Enjoy being her parent. Let her know you enjoy it. It is an awesome thing to do, to help guide a whole, real person from brand new to grown up. Be amazed by it. Be proud of your role as her parent.





Have fun.
by being a good man. remember that she will marry someone just like you, even if you are a dirt ball.
At least you care, that's great.





Don't say things or make promises you don't intend to keep.


Especially since she's a girl. Girls w/absent dads end up with all the bad guys ';lookin for love in all the wrong places';





Kids will hold on to promises for dear life. I still remember things my dad promised or said he would do and never did. You think that set me up for accepting disappoint from men?heck ya.





Like I said, at least you care. The child really needs both parents.
Just the fact that you even ask the question shows that you have a fighting chance. As with most things, finding someone to mimic is a good thing. What do most successful people say is part of the key to their success? They had a mentor, someone who was an example for them. Seek out other father's who are involved in their children's lives and ask for advice. I can't imagine anyone who wouldn't spare you a moment or two for that! You will be her example. Think of how you want her to grow up and what you would like for her to experience because she will be learning from you. I wish you the best of luck!!!!!!!!!!!!!!!
sounds like you're off to a good start by caring. I think that is wonderful. Good luck! Although I think you don't need it because it is within you.
You sound like you are gonna be ok to me, Mom of 3 here and let me tell you it isn't easy. You are gonna make mistakes and so is she, it is what you do with those mistakes that is important.





You know what is right and wrong, Make rules for her and for yourself. Then live by them no exceptions. She is going to watch you. The best thing a parent can do is to teach by example.





If you are honest, She will be honest. If you are caring and compassionate so will she.





Don't worry so much I think you will be just fine and let me say just one thing I am real proud of you for standing up and taking responsibility for your child and caring enough to want to do it the right way. God bless
The hardest thing a teen parent has to do is to put the child first. Face it, you're still almost a child yourself and you want to enjoy life, but this child you have fathered has needs that won't allow you to be a kid.


If you can do this and love her more than your own life, you will be a successful parent.


I almost forgot the most vital advice I was given: the best thing you can do for your child is to love her father/mother. Their feeling of safety and security is dependent on seeing their parents love each other.

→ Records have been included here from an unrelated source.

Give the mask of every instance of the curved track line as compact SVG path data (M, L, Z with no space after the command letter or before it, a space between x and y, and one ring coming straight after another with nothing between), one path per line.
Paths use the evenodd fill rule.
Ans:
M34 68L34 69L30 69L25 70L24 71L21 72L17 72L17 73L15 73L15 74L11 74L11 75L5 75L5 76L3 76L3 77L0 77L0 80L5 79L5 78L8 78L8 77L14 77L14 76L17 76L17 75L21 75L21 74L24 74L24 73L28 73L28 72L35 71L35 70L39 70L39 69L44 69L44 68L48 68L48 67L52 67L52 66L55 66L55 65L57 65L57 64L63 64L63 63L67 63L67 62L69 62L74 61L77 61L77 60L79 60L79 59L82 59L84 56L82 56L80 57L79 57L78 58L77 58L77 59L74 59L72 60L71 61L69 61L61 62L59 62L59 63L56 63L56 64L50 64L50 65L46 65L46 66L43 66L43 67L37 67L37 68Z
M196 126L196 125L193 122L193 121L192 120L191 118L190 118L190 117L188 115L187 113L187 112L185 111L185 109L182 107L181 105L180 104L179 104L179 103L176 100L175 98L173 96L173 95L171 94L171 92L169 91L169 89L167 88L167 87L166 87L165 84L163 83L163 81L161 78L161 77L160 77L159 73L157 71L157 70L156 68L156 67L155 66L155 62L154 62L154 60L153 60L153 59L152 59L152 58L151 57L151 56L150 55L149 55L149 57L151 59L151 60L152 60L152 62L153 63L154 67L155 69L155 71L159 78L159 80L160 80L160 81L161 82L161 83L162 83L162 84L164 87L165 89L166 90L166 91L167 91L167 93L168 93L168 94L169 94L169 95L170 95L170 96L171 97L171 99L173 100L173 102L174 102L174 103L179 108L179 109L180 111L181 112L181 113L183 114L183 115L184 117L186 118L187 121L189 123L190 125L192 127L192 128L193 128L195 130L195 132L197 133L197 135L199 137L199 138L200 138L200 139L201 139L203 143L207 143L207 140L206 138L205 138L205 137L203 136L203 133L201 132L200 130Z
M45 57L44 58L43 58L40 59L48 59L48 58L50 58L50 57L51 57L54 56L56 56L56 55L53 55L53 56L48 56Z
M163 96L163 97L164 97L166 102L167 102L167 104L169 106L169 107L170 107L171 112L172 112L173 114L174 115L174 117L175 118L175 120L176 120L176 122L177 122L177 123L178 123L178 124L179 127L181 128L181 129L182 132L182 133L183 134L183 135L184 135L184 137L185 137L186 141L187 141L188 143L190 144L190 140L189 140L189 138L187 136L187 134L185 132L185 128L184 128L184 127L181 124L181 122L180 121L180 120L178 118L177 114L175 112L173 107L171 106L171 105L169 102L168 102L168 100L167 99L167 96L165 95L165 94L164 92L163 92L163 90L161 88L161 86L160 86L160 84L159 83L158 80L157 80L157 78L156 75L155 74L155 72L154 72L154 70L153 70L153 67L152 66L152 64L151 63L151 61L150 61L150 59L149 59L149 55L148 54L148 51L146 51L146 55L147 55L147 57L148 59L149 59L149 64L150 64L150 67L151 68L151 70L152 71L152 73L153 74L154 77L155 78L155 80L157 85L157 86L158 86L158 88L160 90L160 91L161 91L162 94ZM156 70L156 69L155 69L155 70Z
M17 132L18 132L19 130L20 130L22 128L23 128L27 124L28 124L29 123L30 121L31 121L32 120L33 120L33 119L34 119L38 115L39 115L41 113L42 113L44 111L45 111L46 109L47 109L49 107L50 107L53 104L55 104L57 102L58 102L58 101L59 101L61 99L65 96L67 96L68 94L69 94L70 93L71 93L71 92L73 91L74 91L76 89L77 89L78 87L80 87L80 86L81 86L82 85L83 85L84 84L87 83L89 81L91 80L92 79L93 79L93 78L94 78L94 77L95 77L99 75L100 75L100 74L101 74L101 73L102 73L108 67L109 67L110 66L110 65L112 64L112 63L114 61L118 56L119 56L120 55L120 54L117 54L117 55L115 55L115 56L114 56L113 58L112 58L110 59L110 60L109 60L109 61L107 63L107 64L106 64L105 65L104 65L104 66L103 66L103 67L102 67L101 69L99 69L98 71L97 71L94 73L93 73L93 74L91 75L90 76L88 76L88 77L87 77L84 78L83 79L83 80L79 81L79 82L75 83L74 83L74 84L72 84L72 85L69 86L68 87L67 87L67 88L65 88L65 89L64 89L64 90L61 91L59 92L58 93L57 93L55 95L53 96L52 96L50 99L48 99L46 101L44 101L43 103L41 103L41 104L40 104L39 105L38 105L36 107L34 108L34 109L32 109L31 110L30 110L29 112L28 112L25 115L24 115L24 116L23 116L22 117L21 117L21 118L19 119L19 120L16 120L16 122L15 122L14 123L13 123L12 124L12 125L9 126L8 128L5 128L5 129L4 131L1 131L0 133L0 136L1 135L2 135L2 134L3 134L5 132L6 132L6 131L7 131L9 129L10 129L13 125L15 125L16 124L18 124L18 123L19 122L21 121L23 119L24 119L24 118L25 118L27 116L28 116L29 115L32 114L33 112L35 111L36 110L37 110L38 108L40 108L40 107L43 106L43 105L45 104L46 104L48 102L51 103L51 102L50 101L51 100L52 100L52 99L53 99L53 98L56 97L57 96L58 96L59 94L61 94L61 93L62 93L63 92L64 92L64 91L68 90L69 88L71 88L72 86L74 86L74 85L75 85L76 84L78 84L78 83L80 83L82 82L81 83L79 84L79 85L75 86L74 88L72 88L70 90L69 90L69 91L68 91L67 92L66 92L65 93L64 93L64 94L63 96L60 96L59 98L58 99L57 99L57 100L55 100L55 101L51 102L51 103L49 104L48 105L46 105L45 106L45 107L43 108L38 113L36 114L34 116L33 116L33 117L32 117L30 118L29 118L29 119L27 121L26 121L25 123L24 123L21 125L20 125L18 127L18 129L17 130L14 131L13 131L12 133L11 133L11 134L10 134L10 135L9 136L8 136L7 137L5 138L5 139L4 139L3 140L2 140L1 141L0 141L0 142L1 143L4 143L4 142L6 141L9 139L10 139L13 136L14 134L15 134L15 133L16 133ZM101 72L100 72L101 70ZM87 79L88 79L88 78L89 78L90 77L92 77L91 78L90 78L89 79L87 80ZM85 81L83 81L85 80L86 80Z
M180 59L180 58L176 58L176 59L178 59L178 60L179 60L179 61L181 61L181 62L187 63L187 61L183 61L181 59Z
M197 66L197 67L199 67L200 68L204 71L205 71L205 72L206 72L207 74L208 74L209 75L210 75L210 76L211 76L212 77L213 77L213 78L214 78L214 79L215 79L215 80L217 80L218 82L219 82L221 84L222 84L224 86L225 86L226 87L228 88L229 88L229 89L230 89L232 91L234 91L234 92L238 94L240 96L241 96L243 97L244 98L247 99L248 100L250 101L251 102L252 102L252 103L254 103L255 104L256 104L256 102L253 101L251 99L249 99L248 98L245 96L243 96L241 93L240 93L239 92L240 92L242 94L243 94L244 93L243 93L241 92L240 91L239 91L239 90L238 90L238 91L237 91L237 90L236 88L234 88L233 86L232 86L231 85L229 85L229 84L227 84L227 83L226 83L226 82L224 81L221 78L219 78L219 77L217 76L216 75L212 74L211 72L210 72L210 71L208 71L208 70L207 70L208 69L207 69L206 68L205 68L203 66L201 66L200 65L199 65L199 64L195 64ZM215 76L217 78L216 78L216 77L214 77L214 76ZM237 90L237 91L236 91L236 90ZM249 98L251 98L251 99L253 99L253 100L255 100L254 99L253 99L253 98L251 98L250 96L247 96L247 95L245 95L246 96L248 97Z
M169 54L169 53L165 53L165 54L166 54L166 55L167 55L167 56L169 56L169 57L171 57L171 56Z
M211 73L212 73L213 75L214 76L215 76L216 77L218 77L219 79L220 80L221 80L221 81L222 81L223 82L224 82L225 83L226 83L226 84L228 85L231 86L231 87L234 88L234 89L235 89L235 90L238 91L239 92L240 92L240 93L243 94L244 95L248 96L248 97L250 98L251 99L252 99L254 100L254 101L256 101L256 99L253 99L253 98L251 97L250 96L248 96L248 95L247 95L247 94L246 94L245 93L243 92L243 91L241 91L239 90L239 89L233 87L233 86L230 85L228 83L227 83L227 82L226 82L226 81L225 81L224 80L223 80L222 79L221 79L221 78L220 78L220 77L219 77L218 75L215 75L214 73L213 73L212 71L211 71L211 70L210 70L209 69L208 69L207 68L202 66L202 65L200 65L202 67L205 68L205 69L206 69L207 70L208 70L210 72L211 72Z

Lots of luck and God's blessing to you.
Thank you for taking responsibility for your actions. I'm proud of you! The best thing I would suggest is to just be there for your child now and in the future - be involved. Also take it one day at a time - hope that you have good support behind you. Good Luck!
You are already on your way to being good parent........Knowing that as parents we don't know everything and wanting to be a good role model means more than having all the right answers. As parents we all make mistakes....Kids don't come with a set of instructions. You don't have to be perfect, as long as you know that you are doing the best you can thats all that really matters. Parenting classes are a good idea if you are still worried.
take parenting classes. read books. love her. guide her. be there for her. teach her good habits %26amp; manners. teach her how to communicate constructively. teach her to love herself.